Fowles transferred the story of a somewhat reluctant would-be man and wife foiled by their own ruses to Jane Austen's England where indeed a lottery for money, as well as literary trials' and tribulations" for prospective marriage partners, also flourished.
For Marivaux, life and money had been somewhat of a lottery, his wife's dowry lost in a disastrous investment in the New World, then her early death after childbirth.
The Lottery Of Love deals with life's viccissitudes, cruelty and economics under a sophisticated veneer of social comedy centring on Sylvia (Dorothea Myer-Bennett), an independent-minded young woman who fears the marital alliance her father has arranged.
On hearing her prospective husband Richard is coming to visit her for the first time, and with the agreement of her father, she and her maid servant Louisa (Claire Lams) swap roles to view and put on probation the future spouse's qualities (Ashley Zhangazha).
However it turns out, she herself will be a victim of her suitor's similar ruse. While both of them become the playthings, albeit in benevolent interests, of the inside epistolary dealings of her father (Pip Donaghy) and naval officer brother Martin (Tam Williams), with out-of-sight Richard's father.
Le Jeu de L'Amour et du Hasard was revolutionary in not setting up two united lovers against the world overcoming obstacles.
It starts from a woman alone reversing social norms, saying no to any marriage unless she feels secure with a husband who will cherish her. In fact, sbe almost adopts the forensic probing of a prosecution lawyer in her reasoning.
In director Paul Miller's delicate confection, the cast conduct an intricate verbal minuet where multiple disguises and a farcical comedy of manners collide. Designer Simon Daw keeps it simple with single upside down roses and gently flashing tea lights suspended from the ceiling above the in-the-round stage.
There's symmetry but also violent disruption in The Lottery Of Love and we couldn't help remembering that by the end of the same century it was written, France itself was riven by a violent revolution. There's plenty to cherish in this handsome version of Marivaux's play but much of the underlying violence and cruelty feels sucked out of it.
Maybe it's because the Orange Tree Theatre space itself doesn't lend itself to French farce's slamming doors as the two lovers disguised as their own servants (there, we've given it away!) enter and exit.
Even so Myer-Bennett does have a touching vulnerability along with a blue-stocking control of her vocabulary.
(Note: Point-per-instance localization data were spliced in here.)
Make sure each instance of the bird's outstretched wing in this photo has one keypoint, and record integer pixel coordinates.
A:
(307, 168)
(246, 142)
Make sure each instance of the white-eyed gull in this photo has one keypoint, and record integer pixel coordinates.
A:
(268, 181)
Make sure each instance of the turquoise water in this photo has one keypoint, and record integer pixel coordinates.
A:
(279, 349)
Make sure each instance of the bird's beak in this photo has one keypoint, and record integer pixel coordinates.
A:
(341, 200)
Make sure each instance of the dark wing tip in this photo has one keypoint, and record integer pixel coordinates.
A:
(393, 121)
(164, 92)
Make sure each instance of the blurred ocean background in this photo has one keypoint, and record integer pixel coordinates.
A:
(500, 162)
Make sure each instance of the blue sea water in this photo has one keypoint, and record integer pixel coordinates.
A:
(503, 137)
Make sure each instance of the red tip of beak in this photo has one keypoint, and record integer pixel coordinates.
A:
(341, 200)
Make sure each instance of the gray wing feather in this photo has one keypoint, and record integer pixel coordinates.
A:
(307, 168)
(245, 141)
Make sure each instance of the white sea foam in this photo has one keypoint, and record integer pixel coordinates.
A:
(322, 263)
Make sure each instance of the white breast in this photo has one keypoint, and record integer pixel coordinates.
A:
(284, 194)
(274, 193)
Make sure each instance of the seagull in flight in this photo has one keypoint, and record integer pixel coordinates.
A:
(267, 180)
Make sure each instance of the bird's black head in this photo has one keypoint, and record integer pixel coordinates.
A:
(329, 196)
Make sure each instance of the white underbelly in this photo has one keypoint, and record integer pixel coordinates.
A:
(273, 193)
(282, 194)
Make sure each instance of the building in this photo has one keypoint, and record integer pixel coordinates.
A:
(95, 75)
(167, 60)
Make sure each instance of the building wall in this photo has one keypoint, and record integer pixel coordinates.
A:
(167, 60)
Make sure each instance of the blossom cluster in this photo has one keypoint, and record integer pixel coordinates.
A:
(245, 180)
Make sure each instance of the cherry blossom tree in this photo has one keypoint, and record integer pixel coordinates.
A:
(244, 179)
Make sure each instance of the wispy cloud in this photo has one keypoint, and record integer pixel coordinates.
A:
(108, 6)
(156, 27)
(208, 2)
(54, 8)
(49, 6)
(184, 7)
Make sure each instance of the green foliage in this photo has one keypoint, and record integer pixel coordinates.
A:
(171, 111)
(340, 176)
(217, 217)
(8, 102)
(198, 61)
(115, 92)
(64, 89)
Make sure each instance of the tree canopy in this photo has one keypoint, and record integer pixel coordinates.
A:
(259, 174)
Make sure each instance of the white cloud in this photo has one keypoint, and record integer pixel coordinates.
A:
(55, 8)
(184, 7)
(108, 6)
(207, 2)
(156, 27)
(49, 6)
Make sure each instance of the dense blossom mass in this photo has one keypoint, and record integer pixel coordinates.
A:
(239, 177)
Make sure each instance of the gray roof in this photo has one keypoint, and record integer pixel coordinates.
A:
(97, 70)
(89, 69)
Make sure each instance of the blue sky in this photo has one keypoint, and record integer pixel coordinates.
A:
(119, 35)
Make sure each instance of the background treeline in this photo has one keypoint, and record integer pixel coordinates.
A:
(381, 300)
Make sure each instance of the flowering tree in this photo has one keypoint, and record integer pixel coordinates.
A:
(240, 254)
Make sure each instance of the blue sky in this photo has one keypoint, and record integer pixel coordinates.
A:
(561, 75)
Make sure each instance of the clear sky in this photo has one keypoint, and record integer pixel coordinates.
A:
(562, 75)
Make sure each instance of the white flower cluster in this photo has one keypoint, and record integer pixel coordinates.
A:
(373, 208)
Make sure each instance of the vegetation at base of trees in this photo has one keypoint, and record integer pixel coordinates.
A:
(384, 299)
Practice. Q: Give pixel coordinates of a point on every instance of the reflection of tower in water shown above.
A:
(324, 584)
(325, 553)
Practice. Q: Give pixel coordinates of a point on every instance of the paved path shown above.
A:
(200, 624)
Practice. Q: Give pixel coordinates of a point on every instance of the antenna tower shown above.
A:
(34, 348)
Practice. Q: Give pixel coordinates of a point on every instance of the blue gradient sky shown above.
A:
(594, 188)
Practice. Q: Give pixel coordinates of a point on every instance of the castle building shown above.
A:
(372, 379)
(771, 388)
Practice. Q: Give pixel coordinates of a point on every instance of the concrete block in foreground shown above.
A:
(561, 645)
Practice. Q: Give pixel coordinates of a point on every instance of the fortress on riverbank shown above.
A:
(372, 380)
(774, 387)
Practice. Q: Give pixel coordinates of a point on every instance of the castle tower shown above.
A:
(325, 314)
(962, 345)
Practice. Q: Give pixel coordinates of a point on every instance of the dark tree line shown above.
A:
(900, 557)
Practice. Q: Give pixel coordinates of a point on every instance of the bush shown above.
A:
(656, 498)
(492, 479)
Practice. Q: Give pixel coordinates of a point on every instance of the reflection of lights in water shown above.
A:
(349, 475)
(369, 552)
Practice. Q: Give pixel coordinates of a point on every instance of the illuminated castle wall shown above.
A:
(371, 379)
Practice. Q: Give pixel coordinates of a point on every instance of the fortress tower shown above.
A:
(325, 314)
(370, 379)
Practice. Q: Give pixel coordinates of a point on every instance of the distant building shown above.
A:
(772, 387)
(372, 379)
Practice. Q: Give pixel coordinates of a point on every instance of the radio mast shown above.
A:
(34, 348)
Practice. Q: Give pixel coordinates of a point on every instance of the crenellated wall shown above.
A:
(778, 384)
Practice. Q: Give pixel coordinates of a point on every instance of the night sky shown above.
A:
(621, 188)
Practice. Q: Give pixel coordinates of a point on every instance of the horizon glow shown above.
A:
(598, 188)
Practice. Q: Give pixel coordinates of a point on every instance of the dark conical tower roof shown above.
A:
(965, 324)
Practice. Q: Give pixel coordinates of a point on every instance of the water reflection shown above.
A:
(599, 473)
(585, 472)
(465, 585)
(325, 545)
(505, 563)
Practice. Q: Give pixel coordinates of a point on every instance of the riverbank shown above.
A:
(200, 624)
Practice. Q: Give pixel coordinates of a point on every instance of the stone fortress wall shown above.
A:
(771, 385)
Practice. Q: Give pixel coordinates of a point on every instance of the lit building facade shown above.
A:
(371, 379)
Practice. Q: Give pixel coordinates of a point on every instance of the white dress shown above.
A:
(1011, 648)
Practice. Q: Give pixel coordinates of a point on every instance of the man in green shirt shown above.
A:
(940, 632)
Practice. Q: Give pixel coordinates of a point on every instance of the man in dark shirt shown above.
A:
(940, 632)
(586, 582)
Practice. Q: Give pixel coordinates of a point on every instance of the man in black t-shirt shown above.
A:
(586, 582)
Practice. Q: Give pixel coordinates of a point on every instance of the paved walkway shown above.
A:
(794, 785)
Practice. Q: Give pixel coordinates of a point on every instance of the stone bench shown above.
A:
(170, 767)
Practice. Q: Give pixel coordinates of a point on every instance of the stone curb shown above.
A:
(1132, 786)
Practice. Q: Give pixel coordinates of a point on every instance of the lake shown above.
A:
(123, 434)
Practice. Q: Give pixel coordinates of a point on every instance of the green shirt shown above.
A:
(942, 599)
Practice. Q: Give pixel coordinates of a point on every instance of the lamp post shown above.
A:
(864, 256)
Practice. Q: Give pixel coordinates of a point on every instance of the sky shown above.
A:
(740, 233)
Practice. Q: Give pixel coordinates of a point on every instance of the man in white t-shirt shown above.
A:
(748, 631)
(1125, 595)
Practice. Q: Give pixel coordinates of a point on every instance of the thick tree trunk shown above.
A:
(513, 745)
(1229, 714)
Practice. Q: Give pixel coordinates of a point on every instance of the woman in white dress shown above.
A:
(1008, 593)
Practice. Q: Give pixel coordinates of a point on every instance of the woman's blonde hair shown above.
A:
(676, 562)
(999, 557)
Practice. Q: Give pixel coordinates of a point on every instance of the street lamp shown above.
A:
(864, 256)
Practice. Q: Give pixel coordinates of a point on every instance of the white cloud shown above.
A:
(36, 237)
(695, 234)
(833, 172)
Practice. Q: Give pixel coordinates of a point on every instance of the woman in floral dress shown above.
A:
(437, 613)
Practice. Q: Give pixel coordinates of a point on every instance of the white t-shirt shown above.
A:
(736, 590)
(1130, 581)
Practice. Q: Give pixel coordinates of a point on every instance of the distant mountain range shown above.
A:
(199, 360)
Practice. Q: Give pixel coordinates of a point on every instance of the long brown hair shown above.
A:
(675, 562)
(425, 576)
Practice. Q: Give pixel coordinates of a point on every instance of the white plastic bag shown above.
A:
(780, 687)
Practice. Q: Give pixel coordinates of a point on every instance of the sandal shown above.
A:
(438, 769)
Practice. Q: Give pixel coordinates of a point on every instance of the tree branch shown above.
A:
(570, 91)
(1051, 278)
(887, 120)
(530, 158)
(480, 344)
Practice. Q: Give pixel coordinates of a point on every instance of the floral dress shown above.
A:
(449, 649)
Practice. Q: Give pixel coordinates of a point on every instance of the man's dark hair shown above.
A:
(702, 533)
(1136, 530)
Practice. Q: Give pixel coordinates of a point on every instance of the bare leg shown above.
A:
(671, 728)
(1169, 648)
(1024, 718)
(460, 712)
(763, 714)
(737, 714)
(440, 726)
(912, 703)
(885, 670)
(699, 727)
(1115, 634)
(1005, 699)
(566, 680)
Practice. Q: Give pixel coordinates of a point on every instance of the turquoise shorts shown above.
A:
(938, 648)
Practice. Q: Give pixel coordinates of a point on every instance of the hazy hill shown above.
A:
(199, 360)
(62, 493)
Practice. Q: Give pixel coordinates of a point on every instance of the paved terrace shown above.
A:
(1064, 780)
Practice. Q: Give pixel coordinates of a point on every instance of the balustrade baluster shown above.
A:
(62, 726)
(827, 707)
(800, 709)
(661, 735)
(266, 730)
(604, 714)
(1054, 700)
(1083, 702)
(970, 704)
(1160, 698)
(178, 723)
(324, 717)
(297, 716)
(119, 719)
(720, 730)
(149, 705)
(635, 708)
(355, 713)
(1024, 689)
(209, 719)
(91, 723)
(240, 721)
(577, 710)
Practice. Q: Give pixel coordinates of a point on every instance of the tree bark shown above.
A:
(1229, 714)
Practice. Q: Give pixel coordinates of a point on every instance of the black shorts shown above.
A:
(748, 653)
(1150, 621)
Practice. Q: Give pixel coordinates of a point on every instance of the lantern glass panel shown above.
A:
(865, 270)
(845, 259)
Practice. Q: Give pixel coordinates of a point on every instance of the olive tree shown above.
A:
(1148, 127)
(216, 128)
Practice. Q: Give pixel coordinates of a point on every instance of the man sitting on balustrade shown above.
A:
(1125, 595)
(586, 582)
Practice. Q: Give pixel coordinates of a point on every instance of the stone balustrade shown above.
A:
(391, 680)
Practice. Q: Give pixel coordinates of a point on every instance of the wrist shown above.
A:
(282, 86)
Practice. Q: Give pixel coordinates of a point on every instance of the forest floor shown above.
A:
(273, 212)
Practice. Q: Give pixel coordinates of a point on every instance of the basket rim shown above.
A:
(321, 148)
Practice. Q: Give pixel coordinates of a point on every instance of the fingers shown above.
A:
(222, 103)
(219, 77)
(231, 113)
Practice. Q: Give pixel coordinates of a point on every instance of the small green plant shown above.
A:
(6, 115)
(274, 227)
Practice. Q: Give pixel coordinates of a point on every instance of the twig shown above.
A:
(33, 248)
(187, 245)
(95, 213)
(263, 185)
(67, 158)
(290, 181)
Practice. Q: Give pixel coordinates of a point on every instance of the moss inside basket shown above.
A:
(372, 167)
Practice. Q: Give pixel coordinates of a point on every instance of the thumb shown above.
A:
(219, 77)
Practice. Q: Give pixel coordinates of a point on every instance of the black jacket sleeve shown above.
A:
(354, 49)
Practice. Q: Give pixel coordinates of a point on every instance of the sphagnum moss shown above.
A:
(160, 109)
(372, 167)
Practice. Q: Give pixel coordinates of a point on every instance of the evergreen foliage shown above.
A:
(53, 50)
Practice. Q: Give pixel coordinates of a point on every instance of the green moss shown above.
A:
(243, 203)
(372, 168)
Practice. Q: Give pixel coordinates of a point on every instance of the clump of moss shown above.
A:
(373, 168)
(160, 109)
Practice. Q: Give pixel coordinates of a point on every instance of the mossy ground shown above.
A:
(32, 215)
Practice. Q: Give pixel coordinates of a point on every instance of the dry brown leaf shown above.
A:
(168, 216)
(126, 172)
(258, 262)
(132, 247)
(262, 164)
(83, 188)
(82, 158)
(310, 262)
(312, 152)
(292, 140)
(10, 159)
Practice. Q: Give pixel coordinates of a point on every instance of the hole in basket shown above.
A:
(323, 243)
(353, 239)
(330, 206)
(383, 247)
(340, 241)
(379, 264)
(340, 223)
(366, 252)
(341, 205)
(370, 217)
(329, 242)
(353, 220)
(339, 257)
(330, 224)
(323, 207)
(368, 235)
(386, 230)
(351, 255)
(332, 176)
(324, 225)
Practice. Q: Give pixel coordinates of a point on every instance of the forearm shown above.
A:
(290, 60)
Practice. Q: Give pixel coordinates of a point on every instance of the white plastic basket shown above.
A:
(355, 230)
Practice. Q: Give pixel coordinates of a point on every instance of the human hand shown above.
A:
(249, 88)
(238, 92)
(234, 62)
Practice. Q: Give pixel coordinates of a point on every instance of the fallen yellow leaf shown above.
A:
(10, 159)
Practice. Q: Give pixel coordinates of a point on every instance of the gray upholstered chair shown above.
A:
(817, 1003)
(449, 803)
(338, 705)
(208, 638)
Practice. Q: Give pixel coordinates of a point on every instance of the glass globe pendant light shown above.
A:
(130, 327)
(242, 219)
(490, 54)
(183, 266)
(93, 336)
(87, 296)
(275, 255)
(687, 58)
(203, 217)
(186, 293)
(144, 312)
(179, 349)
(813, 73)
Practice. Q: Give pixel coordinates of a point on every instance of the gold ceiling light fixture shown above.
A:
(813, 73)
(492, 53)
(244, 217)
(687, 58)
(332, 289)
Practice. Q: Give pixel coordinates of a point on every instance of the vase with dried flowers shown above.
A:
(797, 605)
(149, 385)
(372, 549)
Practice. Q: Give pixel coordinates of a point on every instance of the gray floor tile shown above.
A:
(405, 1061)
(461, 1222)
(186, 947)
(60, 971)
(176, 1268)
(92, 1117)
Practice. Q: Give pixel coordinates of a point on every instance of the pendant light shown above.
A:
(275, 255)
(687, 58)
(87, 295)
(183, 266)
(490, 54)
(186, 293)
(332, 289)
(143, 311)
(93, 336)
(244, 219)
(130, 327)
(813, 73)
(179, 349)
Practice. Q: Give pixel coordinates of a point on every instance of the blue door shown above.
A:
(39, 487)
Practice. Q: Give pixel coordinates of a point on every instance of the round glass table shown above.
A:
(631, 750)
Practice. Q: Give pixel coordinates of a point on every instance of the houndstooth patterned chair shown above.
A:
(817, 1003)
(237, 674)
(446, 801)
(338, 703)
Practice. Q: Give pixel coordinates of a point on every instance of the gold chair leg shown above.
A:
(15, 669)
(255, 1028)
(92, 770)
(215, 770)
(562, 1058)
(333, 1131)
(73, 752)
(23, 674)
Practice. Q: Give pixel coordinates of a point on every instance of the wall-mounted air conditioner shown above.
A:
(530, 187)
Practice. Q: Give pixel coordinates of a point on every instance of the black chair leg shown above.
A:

Zhangazha also shines as a deliberately slightly stolid but good-hearted suitor and master who finds his disguise more punishing and painful than he first expected.
Fowles goes through the literary houses in his translation flirting with Shakespearean comedies, Richard Brinsley Sheridan's The Rivals and even inserting a touch of Dickens in his characterisation of valet John Brass (Keir Charles).
It's a delightful, very pretty production but we felt the darkness lurking beneath was a little too lightly mined. Mind you, this version does have the insurance of Sylvia's brother Martin's brooding, caddish presence, if not absolute actions, of a villain in the shape of slightly dishevelled Tam Williams.
At the same time, its flurry of love, chance, misunderstandings and trickery with a happy ending for master, mistress and servants does work its magic and we give it a mixed posy of amber/green.